MPI message rate scaling with number of peers

ingen23 · ‎05-10-2012

Hi.

I have some MPI code, where small messages (LEN = 1-128 bytes)
from one [host] node are sent to several peers. When I send messages
1-per-peer, like this:

for (i = 0; i < ITER_NUM; ++i)
{
for (k = 1; k < NODES; ++k)
{
MPI_Isend(S_BUF, LEN, MPI_CHAR,
k, 0, MPI_COMM_WORLD, &reqs[nreqs++]);
}
if (nreqs / WINDOW > 0 || i == ITER_NUM - 1)
{
MPI_Waitall(nreqs, reqs, MPI_STATUSES_IGNORE);
nreqs = 0;
}
}

message rate falls down from 11.5 million messages/sec on 5-nodes config (1 host and 4 peers)
to 6.5 million/sec on 17-nodes setup (1 host and 16 peers). When I try to change cycle order like this:

for (k = 1; k < NODES; ++k)
{
for (i = 0; i < ITER_NUM; ++i)
{
MPI_Isend(S_BUF, LEN, MPI_CHAR,
k, 0, MPI_COMM_WORLD, &reqs[nreqs++]);
}
if (nreqs / WINDOW > 0 || i == ITER_NUM - 1)
{
MPI_Waitall(nreqs, reqs, MPI_STATUSES_IGNORE);
nreqs = 0;
}
}
it works well (stable scaling, 11.5 million/sec).
ITER_NUMis about 100 000, and WINDOW there are MPI_Barrier() and time measurement.
Can someone help me, what are the reasons of message rate degrading?
Please, do not recommend message coalescing. And what should I try to
improve scaling? Eager protocol is used (in MPI), and rendezvous usage
did not help.

Second question - I tried some other test. All nodes form node pairs((0, 1), (2, 3), ... (n - 2, n - 1)) and simple send-recv are used. Whennumber of node pairs grows large (256 and higher), both messagerate and bandwidth per-pair degrade significantly. At the same time,one can expect fat tree to scale nicely in this situation. Any ideas?
System config:

2 x Intel Xeon X5570
InfiniBand QDR (fat tree)
Intel MPI 4.0.1
Intel C++ compiler 12.0

James_T_Intel · ‎05-10-2012

Hi ingen,

What type of receive are you using? Are you using the MPD process manager, or Hydra?

Sincerely,
James Tullos
Technical Consulting Engineer
Intel Cluster Tools

ingen23 · ‎05-11-2012

Hi, James.

I am using MPI_Irecv() (but it worked the same way with MPI_Recv(), too).
Hydra (mpiexec.hydra) is used.

IDZ_A_Intel · ‎05-11-2012

Hi ingen,

I'm trying to get some additional information on why this behavior is occurring. I believe you are seeing two effects. The change at 17 ranks is likely due to running on multiple nodes, whereas 16 should run on a single node. This will require a change from shared memory to Infiniband.

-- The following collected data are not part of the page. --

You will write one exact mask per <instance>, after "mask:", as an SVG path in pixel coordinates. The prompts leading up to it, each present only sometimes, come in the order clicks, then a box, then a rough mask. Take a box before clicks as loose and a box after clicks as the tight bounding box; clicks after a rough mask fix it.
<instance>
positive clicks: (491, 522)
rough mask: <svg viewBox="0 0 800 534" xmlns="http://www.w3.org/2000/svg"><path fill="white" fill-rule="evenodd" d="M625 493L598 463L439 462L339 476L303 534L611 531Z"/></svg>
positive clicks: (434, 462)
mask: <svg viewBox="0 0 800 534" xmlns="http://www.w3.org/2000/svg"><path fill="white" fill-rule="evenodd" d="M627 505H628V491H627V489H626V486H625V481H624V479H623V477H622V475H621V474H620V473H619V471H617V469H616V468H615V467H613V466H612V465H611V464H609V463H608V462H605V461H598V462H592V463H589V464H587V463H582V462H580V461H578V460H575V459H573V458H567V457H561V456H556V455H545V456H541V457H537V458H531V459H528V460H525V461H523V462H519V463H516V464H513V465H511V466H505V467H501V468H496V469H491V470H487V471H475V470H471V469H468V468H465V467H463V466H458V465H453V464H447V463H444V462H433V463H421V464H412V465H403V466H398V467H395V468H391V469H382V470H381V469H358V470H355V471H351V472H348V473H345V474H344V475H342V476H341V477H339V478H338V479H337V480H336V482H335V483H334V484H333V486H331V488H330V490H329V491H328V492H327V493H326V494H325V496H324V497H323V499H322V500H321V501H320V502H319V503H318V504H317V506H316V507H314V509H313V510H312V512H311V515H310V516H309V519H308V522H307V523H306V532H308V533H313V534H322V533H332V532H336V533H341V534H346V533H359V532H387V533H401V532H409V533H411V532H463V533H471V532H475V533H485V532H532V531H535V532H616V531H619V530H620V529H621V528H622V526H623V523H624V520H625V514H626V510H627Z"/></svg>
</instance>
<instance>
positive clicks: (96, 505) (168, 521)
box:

The second effect ispossibly due to the network layer. Opening and closing a network connection takes time, and these connections may not stay open between communications. By sending one message to a process at a time, you are frequently opening and closing connections. Sending all messages to one process allows the connection to remain open.

I still need to look into the second issue with the node pairs.

Sincerely,
James Tullos
Technical Consulting Engineer
Intel Cluster Tools

ingen23 · ‎05-21-2012

Thanks for your reply, James.

Sorry, I was not explicit about MPI processes mapping - each process is on different node (I am sure). And there are total 16 processes, first process is communicating with 15 peers.

In IntelMPI reference they say, that I_MPI_DYNAMIC_CONNECTION is set to "off" state by default when using less then 64 MPI procs. So, i think thats not the case here, but I believe there is something in this idea, about connection management. Currently I have no access to the cluster, when I'll try some - I will post the results here.